Being "not so nice" would be alien territory to Smith - as soft-spoken and gentle as she always seems on television, even when she's playing a tough-minded detective or a take-charge embassy official.
"It goes against my grain to be aggressive," she says. "Those moments when I am, I always feel a bit guilty because it's not part of my upbringing, my value system. You have to be what you are. You can't really change."
Changing is often the passport to Hollywood's hierarchy and though Smith has often been criticized for her choices, she steadfastly refuses to change.
"Many people still see me as Charlie's Angel - slick, mascara in place, and even if I stripped my face of makeup people see you a certain way. I don't understand it. At times it seems unfair but I have to look at the positive and say, `I'm still working and doing different roles.' But sometimes they do see me as glamorous."
Glamorous is not the right word. Wholesome would be more like it. Even at 42 Smith looks like she should be leading cheers at SMU instead of putting the final touches on production deals and worrying about the kind of world her children, Gaston, 8, and Spencer Margaret, 4, will inherit.
It was a passion for ballet that led her to leave Houston. She studied with George Balanchine and at the American School of Ballet. But sharp-minded ad agents saw gold in that patrician profile and those luminous eyes and she started making commercials.
Soon she became the Breck girl and there are few red-blooded American men over 30 who can't remember caring profoundly that Breck contained far less detergent than other shampoos.
"I loved the (ballet) training I got and it's invaluable today.

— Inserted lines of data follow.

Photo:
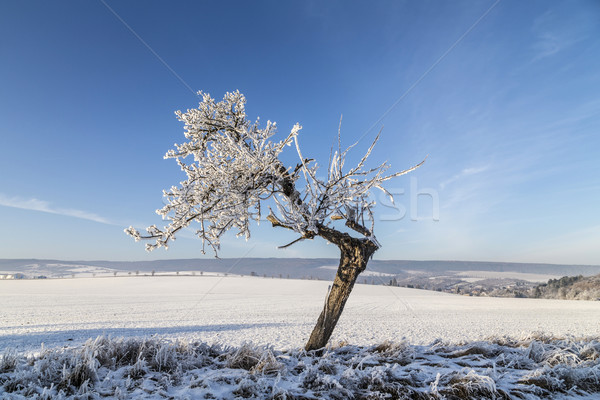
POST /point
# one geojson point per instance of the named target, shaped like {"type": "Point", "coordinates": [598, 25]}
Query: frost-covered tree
{"type": "Point", "coordinates": [234, 172]}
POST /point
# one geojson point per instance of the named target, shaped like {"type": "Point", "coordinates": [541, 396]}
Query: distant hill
{"type": "Point", "coordinates": [316, 268]}
{"type": "Point", "coordinates": [569, 288]}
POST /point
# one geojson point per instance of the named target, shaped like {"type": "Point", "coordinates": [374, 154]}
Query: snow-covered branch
{"type": "Point", "coordinates": [233, 167]}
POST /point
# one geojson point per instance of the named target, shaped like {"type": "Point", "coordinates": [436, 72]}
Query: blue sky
{"type": "Point", "coordinates": [502, 96]}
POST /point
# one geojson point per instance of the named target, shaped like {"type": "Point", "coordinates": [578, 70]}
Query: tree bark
{"type": "Point", "coordinates": [355, 253]}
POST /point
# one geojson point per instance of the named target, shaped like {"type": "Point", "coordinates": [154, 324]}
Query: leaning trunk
{"type": "Point", "coordinates": [353, 260]}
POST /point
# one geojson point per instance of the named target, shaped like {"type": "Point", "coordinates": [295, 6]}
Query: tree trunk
{"type": "Point", "coordinates": [355, 254]}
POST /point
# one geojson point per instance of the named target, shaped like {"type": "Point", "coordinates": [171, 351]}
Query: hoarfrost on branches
{"type": "Point", "coordinates": [233, 167]}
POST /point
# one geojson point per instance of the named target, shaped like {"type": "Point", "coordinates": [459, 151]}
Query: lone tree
{"type": "Point", "coordinates": [234, 171]}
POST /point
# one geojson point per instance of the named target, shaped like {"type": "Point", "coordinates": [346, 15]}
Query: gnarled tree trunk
{"type": "Point", "coordinates": [355, 253]}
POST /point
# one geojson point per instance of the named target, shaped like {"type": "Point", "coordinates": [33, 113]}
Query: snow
{"type": "Point", "coordinates": [229, 337]}
{"type": "Point", "coordinates": [278, 312]}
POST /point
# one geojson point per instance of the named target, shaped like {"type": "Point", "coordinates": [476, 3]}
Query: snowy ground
{"type": "Point", "coordinates": [278, 312]}
{"type": "Point", "coordinates": [229, 311]}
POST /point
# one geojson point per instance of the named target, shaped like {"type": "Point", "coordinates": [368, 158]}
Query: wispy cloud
{"type": "Point", "coordinates": [44, 206]}
{"type": "Point", "coordinates": [463, 174]}
{"type": "Point", "coordinates": [554, 34]}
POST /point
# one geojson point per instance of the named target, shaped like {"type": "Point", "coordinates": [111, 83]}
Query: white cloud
{"type": "Point", "coordinates": [44, 206]}
{"type": "Point", "coordinates": [555, 32]}
{"type": "Point", "coordinates": [462, 174]}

But I really think I made the right choice because I'm not cut out for the travel and the day-to-day life of a dancer. I like family life too much."
Those commercials established Smith and she became increasingly involved in acting.

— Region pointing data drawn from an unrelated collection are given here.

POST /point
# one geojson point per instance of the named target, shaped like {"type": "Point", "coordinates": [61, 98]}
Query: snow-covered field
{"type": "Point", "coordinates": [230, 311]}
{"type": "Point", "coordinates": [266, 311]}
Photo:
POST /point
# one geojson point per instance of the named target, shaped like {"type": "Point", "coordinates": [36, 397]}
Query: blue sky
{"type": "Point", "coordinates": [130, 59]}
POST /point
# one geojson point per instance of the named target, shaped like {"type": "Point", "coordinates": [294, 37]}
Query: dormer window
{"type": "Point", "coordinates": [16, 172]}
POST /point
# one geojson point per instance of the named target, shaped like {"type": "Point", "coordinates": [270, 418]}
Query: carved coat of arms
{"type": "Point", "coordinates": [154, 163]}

"I was in a unique position," she says. "I was never really sweating for the roles because it's not in my nature and I'm not desperate about things like that. I was lucky enough to always make a wonderful living doing commercials and working in different areas. I felt if something is meant to be it would be.
"I never really went to pieces if I didn't get something. Yes, there were roles that I wished I'd gotten and I think I could have done a really good job. But to spend my life going crazy because I didn't get something - that's not in my nature."

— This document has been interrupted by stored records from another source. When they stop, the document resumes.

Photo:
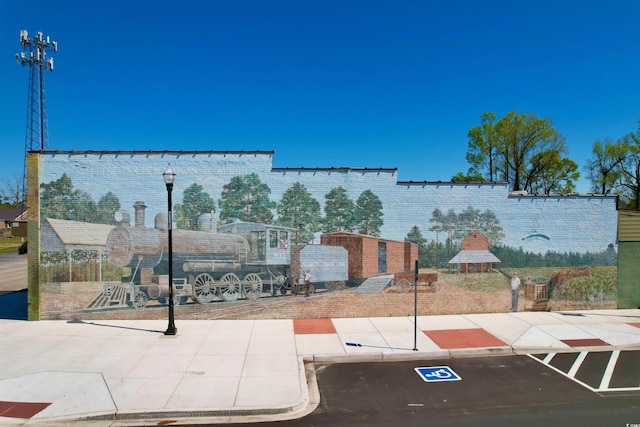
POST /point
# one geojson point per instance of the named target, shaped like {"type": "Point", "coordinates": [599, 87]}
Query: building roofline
{"type": "Point", "coordinates": [335, 169]}
{"type": "Point", "coordinates": [172, 152]}
{"type": "Point", "coordinates": [452, 183]}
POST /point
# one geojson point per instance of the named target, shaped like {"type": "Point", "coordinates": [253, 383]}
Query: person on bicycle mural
{"type": "Point", "coordinates": [307, 281]}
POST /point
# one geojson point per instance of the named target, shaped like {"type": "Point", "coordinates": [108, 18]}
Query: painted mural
{"type": "Point", "coordinates": [241, 226]}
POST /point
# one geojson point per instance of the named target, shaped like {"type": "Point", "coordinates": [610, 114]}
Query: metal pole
{"type": "Point", "coordinates": [415, 310]}
{"type": "Point", "coordinates": [171, 329]}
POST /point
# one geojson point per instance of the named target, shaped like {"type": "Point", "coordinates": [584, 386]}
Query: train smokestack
{"type": "Point", "coordinates": [139, 208]}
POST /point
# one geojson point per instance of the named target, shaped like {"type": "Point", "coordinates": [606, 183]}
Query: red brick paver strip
{"type": "Point", "coordinates": [463, 338]}
{"type": "Point", "coordinates": [313, 326]}
{"type": "Point", "coordinates": [21, 409]}
{"type": "Point", "coordinates": [585, 342]}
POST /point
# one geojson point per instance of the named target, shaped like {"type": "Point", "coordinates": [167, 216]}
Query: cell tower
{"type": "Point", "coordinates": [34, 54]}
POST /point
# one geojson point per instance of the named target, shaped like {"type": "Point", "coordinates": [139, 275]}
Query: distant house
{"type": "Point", "coordinates": [475, 256]}
{"type": "Point", "coordinates": [13, 222]}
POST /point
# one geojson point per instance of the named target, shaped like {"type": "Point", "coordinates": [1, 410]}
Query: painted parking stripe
{"type": "Point", "coordinates": [577, 363]}
{"type": "Point", "coordinates": [607, 374]}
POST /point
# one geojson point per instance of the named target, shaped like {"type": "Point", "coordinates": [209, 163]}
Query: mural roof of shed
{"type": "Point", "coordinates": [80, 235]}
{"type": "Point", "coordinates": [473, 257]}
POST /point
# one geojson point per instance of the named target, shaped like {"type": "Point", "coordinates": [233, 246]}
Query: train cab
{"type": "Point", "coordinates": [269, 244]}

What is in her nature is an intense sense of family. Smith is absorbed with her two children and her maternal sense nearly always takes precedence over career goals.
She recently separated from her second husband, British filmmaker Tony Richmond (she was married before to actor Dennis Cole.) The tabloids have been all wrong in their accounts of the split, she says.
"Tony had a drinking problem. He has gotten that under control. He is an excellent father and I don't have any hard feelings. He was very supportive of my career and it had nothing to do with our breakup."
Though she has lots of "friends," her priorities now do not include a new romance. "Why would I want to get into another relationship?" she asks.